General information
- Type: six passenger airliner
- National origin: United States
- Manufacturer: Alcor Aircraft Co.
- Designer: Allan Lockheed
- Status: destroyed June 27, 1938
- Number built: 1

History
- First flight: March 6, 1938

= Alcor C-6-1 Junior =

The Alcor Junior was a small, six passenger, twin-engined airliner built in the U.S. and flown in 1938. As on Alcor's earlier Duo-4 and Duo-6, its inline engines were mounted horizontally to minimize their separation and drag. Only one was built; it was lost in a crash less than four months after its first flight.

==Design and development==

The C-6-1 was a low wing airliner of mixed wood and metal construction. Its wings were tapered in plan, ending in semi-elliptical tips, and were built around twin spars. Its ribs were steel tube girder structures in inner, high stress regions around engine and undercarriage attachment points but were spruce girders elsewhere. Wing covering was largely plywood, except close to fuel tanks where duralumin was used. The trailing edges carried hydraulically operated flaps and Frise ailerons.

Though in the high wing Duo-4 and -6 the engines were mounted on the sides of the forward fuselage, the low wing of the C-6-1 enabled their attachment, cylinder heads together, to the forward wing spars, with steel trusses distributing loads to the rear spars. Their cowlings formed a local, inner extension of the leading edges. The engines were 250 hp, air-cooled, supercharged, straight-six Menasco C-6S Super-Buccaneers. Their positioning brought the propeller tips to within 18 in.

The forward fuselage, which included the engine and wing mountings, had a steel tube frame and was skinned with light alloy. Behind the cockpit the fuselage became a semi-monocoque wooden structure, with spruce frames and longerons under pressure-formed two-ply shell. The cockpit had seating for two with dual controls and the passenger cabin behind had three rows of seats in pairs either side of a central aisle. At the rear of the cabin there was a toilet and a baggage compartment with a radio cabin behind it.

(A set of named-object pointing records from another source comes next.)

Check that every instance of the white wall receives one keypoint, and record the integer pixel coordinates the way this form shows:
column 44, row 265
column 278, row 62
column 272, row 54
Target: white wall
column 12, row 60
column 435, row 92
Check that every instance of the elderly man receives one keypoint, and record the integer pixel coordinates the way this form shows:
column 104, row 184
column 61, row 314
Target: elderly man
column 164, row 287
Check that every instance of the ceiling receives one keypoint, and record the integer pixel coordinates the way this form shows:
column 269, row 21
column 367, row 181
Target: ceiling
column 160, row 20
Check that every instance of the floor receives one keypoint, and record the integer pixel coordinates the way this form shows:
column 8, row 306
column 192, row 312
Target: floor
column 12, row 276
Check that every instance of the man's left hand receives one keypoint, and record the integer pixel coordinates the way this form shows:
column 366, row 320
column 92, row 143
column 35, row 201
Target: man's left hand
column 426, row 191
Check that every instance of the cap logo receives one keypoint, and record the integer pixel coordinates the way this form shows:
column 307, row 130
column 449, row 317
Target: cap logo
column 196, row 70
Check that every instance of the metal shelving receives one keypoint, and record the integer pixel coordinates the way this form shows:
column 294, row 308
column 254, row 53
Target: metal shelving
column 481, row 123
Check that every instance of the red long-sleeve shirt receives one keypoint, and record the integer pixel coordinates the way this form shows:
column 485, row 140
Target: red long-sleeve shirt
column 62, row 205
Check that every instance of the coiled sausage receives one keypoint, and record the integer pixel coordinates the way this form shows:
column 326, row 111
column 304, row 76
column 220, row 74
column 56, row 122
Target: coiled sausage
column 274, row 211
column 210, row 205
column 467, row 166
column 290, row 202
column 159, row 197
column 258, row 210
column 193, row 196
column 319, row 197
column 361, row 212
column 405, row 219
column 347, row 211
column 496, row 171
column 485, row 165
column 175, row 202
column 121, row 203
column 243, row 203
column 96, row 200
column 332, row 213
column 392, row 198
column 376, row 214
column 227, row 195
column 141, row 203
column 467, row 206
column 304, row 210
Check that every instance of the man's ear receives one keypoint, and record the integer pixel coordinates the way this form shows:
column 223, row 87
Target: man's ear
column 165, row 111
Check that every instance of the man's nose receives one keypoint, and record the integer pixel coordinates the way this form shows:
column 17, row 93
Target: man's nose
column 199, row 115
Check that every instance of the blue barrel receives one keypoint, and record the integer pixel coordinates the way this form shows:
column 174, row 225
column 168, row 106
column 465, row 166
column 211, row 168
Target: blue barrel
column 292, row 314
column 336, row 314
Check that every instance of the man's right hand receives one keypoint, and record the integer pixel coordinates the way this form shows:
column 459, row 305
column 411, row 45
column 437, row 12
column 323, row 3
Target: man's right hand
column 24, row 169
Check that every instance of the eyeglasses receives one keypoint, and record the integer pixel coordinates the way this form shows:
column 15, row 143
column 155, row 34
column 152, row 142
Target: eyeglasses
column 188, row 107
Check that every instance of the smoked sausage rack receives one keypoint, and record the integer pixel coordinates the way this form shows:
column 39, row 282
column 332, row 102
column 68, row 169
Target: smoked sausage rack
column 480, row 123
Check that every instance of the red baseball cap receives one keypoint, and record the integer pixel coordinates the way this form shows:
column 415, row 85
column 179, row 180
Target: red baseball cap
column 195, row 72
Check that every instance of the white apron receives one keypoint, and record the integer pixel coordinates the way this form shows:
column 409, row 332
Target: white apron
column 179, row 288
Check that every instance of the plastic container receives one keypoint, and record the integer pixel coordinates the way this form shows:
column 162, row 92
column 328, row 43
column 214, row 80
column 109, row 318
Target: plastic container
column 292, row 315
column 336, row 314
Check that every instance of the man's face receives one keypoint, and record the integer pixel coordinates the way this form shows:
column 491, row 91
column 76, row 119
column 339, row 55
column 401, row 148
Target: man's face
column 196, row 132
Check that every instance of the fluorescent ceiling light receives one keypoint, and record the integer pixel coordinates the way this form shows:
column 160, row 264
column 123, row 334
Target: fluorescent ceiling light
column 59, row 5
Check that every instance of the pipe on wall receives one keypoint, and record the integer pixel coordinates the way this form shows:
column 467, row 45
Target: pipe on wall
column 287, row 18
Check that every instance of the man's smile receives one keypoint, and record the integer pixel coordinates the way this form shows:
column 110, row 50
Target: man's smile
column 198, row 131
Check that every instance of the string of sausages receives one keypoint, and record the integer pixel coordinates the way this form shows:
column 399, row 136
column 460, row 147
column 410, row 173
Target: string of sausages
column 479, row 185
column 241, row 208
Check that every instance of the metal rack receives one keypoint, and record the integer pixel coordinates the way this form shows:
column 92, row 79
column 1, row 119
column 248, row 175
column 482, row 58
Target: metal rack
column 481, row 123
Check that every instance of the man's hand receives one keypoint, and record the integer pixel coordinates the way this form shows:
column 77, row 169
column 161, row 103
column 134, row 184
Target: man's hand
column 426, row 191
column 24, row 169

The C-6-1 had a conventional cantilever tail formed from plywood over wood frames. The horizontal tail, mounted on the top of the fuselage, was narrow and straight-edged but the vertical tail was much broader and curved, its dorsal fin rising slowly from the fuselage. Control surfaces were balanced and fitted with trim tabs.

Its main landing gear was retractable, with oleo legs retracting rearwards and rotating axially through 90° so the wheels, equipped with brakes, lay flat in the wings. The faired, oleo-legged tailwheel did not retract but lockably swivelled for ground manoeuvres.

The first flight of the C-6-1 was made on March 6, 1938 and a brief development program showed good handling. However, during a test flight on June 27, 1938 the pilot initiated a high speed dive, not part of the flight program, from which he could not recover. The two crew escaped by parachute over San Francisco Bay, but the financial consequences ended Alcor Aircraft.